劇団ハコイリムスメ『パジャマでドライブ』(門前亜里・小松もか・菅沼もにか) - YouTube


 3つとも劇から歌への繋がりが丁寧で、劇が歌の世界観をさらに深く広げていました。劇があることで歌により没入でき、彼女達によって作られた世界の訪問者として聴きいるのは良い体験でした。何か歌を聴く場合、勝手に思い入れとかいろんな物語を裏に重ねて聴くことで特別な体験にしてしまいがちですが、こうやって劇で背景を提示されると別段深い思い入れが無くとも感動できるのかもと、後になってなるほどなあと思い至っています。そういう事前の文脈無しに完結した感動を与えられるところなどとても演劇的ではないでしょうか。しかし、感動を与えるいちばんの原動力は演者の真摯な姿勢であるので、仕組みだけではダメで、今回はハコムスのみなさんが自分達の力を出し切っての演技と歌が素晴らしかったからここまで感動出来たのだと思います。


 ただ、門前さんの涙が零れそうな瞳を見ていると、僕が感動した相手が門前さんではなく、その涙ではと自分を疑ってしまいます。あの涙に惑わされて、しっかりと門前さんの演技を見ていなかったのではないかと不安です。それすらも演技と言われればそうなのですが。泣かれるとこちらは否応無しに心を引き込まれてしまいます。涙の前ではストーリーとかどうでもよくなってしまう。張り詰めた空気の中、ぎりぎりの演技で心を揺さぶられるのが気持ちいいのです。とまあ、そんな安易に涙を見せることに否定的な自分ですが、嫌いかというと大好きです。とても卑しいことですが、女の子が涙を流すほどに透明感を増していく、その姿を見るのが大好きです。もっと見せてよ君の涙。自分でも嫌な嗜好だなと思います。でも、あの話の流れだとしょうがないですよね。門前さん素晴らしかったです。なんかめっちゃ苦言しているように見えちゃいますが、門前さん大好きです。


 難点があるとしたら、今回の劇は台詞を言うときにマイクを通して言うので違和感がすごかった。マイクを持たない演技は難しいのかなー。


 劇団ハコムスの後はカバー新曲です。新曲は11月でクリスマスも近くなってきたということでQlairの『スノーブーツのWish』でした。ハコムスのみなさんの衣装は赤と緑のチェック柄でクリスマスツリー色なのですが、目に浮かんでくるのはホワイトクリスマス。この曲ではイントロや間奏で雪合戦などの小芝居が入っていて、ハコムスらしい柔らかい空気に包まれ、白い風景が広がります。雪の日の朝の静まり返った世界で妖精が遊んでいるような、そんな趣きがありました。途中メンバーが客席に降りてきてお菓子を配り始めて、ひと月間違えたおっちょこちょいの可愛いサンタさんです。僕は神岡実希さんからキャンディーを頂きました。ありがとうございました。

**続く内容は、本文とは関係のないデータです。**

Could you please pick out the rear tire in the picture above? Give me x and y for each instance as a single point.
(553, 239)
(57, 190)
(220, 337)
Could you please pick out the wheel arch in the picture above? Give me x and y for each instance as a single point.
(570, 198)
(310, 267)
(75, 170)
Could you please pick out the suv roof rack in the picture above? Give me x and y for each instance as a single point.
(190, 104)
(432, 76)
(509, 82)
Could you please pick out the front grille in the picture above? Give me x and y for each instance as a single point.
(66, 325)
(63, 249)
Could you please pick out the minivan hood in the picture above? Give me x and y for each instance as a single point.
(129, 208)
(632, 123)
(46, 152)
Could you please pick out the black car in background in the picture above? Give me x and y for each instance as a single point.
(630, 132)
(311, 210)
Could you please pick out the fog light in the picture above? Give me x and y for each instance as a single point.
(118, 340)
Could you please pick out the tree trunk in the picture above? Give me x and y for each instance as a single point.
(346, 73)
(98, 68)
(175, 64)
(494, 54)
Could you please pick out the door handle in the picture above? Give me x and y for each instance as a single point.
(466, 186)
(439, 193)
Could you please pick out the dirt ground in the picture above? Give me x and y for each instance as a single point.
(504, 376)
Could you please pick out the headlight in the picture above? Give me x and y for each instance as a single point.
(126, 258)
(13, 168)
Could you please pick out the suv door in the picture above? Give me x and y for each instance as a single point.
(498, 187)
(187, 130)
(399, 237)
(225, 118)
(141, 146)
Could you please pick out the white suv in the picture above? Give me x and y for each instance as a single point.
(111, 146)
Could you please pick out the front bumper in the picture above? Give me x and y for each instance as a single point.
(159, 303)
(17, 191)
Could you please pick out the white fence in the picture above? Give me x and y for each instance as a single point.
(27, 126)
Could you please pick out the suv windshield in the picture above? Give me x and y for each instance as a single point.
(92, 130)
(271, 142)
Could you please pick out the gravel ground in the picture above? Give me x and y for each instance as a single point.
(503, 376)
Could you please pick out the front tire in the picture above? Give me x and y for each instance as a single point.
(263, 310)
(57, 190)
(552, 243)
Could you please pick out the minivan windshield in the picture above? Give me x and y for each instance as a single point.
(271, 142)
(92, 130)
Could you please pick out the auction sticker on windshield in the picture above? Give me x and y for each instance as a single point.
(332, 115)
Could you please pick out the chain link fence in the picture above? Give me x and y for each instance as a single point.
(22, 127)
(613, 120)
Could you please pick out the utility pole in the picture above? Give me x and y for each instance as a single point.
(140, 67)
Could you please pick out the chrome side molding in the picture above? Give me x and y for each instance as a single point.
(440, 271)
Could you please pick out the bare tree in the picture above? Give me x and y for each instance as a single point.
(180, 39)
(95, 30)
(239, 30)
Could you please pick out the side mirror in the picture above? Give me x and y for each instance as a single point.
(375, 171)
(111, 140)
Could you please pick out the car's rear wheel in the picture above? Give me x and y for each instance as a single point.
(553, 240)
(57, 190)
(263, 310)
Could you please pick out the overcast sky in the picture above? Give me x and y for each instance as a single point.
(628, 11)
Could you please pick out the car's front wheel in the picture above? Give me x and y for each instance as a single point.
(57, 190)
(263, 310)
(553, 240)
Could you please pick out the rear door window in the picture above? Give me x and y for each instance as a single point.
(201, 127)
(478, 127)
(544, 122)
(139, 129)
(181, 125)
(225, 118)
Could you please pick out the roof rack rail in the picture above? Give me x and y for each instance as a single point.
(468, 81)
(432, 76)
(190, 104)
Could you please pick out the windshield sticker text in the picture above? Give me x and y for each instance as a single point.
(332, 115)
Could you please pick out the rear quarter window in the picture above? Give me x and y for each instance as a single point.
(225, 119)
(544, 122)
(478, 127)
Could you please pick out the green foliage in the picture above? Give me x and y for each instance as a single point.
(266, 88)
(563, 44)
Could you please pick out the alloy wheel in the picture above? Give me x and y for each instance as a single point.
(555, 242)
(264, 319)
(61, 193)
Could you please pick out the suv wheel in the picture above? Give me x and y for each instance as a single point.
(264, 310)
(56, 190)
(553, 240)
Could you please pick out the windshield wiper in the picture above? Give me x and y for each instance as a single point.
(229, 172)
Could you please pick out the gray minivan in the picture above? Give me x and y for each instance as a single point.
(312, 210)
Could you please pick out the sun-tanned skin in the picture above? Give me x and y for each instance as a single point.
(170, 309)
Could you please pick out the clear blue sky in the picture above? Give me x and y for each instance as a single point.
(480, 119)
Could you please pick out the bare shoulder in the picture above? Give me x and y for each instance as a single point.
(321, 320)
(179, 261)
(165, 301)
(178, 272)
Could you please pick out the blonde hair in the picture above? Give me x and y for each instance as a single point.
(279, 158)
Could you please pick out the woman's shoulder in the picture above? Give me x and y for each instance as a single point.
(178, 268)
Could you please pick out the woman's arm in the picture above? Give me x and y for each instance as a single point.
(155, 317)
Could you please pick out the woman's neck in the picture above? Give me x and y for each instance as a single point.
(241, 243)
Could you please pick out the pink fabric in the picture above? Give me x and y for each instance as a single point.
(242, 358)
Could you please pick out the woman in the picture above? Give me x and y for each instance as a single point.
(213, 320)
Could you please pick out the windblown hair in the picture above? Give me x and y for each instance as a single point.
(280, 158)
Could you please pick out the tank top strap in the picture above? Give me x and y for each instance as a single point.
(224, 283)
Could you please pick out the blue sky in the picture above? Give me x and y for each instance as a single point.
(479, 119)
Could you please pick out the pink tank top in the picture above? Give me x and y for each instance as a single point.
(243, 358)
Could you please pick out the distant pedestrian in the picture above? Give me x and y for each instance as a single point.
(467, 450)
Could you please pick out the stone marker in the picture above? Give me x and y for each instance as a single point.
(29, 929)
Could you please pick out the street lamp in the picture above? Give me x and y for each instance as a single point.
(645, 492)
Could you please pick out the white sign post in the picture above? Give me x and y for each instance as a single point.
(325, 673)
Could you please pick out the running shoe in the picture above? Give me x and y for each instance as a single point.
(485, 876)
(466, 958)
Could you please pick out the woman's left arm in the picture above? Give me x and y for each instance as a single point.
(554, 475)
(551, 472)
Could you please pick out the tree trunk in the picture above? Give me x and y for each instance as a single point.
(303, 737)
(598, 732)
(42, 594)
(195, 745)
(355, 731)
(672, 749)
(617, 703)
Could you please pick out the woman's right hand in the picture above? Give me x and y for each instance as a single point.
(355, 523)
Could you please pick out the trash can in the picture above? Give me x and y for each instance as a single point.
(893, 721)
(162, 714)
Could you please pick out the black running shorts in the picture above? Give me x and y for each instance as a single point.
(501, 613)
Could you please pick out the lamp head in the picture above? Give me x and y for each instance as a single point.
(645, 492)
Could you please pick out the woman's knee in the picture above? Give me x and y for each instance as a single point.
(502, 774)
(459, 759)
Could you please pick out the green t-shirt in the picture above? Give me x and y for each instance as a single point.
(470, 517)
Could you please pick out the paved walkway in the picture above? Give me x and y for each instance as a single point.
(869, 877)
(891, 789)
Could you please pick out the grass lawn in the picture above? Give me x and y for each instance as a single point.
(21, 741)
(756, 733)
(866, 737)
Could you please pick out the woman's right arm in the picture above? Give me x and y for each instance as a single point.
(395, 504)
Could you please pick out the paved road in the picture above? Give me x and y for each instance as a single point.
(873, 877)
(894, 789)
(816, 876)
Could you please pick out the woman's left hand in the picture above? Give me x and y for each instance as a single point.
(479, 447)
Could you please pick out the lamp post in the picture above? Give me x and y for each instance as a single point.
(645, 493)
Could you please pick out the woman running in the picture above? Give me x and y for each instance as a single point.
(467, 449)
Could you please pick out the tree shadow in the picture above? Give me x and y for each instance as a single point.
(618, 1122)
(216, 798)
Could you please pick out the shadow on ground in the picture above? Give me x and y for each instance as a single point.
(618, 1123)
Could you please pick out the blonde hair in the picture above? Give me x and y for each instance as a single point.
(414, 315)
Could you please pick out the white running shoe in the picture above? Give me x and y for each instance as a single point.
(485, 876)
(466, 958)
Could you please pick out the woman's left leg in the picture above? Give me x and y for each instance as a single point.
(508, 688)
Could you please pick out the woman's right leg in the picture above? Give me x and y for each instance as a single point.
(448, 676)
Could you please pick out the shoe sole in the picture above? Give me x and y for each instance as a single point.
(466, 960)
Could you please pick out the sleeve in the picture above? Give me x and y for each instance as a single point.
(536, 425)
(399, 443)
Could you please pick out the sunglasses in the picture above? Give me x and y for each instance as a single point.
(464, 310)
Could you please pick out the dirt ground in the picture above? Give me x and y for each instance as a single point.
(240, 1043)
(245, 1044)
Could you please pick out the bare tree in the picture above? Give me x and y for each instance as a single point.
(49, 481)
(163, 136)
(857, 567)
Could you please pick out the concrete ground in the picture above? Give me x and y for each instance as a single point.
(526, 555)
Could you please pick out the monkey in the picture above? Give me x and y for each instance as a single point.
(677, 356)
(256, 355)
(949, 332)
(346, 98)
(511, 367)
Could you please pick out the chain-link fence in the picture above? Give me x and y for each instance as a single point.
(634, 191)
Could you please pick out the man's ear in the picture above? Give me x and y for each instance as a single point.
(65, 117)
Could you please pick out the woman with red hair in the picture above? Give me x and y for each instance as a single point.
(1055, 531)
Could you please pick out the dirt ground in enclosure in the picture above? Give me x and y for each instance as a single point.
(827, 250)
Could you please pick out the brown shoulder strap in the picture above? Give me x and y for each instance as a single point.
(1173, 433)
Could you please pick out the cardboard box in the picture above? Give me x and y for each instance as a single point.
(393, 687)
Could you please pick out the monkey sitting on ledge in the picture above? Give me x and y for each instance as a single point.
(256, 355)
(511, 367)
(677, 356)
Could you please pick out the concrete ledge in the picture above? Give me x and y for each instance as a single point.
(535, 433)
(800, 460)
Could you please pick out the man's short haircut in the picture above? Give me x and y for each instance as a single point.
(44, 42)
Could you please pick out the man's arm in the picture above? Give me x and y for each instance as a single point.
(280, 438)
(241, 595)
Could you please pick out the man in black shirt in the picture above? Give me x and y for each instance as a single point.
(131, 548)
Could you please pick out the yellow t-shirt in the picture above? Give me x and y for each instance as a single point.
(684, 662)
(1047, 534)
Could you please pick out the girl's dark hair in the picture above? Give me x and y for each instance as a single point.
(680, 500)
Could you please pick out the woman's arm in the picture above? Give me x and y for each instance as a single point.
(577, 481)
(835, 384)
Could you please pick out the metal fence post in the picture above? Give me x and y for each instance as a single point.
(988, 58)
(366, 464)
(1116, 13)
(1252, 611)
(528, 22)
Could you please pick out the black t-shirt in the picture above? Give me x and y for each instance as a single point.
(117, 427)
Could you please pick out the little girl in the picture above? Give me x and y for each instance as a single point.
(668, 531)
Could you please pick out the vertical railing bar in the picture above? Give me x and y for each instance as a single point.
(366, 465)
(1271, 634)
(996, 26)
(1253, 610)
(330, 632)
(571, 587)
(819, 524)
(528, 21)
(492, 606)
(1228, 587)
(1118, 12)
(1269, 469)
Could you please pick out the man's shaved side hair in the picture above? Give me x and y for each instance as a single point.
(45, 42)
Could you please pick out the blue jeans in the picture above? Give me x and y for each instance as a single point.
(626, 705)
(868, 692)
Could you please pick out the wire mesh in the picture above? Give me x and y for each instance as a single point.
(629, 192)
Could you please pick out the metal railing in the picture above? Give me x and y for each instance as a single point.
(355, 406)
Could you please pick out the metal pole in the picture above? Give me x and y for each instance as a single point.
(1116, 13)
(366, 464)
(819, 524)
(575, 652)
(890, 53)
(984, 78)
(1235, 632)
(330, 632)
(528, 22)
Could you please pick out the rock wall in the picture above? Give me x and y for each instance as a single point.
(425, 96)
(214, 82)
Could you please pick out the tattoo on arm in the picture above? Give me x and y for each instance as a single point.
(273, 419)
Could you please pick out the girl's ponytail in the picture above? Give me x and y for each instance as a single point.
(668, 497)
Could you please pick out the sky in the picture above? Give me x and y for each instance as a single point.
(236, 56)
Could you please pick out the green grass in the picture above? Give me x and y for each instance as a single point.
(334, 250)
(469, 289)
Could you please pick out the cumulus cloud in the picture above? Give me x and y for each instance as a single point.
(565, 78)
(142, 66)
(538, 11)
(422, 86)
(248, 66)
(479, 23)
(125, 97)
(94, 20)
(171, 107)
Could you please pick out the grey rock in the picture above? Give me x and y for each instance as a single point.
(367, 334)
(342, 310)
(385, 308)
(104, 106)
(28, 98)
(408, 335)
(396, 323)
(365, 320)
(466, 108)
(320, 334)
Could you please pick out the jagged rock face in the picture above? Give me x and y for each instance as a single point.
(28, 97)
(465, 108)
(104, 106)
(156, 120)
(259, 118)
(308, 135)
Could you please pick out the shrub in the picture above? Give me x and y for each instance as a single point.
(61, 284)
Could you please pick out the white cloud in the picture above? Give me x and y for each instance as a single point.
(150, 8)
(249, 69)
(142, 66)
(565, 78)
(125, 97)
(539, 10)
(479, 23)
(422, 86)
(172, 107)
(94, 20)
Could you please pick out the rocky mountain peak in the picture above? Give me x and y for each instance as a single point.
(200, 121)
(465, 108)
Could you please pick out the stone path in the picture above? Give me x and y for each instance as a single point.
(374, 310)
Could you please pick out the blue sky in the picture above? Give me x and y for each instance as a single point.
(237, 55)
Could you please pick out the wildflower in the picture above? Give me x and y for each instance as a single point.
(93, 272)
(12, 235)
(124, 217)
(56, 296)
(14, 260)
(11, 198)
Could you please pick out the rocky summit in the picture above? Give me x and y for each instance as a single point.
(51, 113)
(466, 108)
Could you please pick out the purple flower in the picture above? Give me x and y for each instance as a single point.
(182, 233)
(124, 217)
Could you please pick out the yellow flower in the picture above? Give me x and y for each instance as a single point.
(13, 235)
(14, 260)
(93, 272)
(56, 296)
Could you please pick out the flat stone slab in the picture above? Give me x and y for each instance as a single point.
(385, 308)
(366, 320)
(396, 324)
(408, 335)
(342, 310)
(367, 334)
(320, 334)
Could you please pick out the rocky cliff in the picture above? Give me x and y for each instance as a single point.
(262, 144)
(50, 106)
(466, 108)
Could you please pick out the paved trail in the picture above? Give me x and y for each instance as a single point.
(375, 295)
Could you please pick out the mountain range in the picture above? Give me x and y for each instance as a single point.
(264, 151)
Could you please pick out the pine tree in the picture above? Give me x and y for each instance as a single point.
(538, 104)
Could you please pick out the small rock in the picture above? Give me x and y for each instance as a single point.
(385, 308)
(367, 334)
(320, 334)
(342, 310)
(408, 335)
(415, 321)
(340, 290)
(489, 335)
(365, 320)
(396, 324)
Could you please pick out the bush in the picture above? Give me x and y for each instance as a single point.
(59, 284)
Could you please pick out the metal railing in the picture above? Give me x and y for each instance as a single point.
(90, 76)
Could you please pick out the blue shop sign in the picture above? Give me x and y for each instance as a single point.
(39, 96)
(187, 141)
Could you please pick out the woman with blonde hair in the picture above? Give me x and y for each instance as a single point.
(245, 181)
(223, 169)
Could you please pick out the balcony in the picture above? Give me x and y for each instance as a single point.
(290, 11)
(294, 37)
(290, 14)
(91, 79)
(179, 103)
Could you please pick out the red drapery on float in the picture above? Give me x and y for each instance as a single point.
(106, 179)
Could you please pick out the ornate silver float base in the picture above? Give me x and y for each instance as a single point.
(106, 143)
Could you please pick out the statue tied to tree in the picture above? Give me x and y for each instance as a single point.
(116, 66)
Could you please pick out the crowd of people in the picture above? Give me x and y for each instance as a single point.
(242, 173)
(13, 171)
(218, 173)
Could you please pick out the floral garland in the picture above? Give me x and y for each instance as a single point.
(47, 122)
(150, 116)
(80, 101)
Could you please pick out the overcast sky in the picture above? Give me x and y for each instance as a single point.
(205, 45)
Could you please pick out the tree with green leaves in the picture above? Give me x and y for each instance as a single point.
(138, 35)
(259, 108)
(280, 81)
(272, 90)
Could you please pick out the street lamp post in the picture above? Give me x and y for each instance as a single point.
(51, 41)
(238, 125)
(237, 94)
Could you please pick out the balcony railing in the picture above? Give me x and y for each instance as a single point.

 ハコイリムスメは見る度に好きになっていきます。11月もみなさんの成長している姿が見られて良い公演でした。次も劇団ハコムスに期待しています。もちろんありますよね。もっと先鋭化していって、最終的に歌わなくなってコンテンポラリーダンス始めたり、ポエトリーリーディングしちゃってもいいと思います。門前亜里さんによる『女生徒』を聴きたいです。それでは寝る前に今一度ハコムスの動画を見てから瞼を閉じようと思います。おやすみなさい。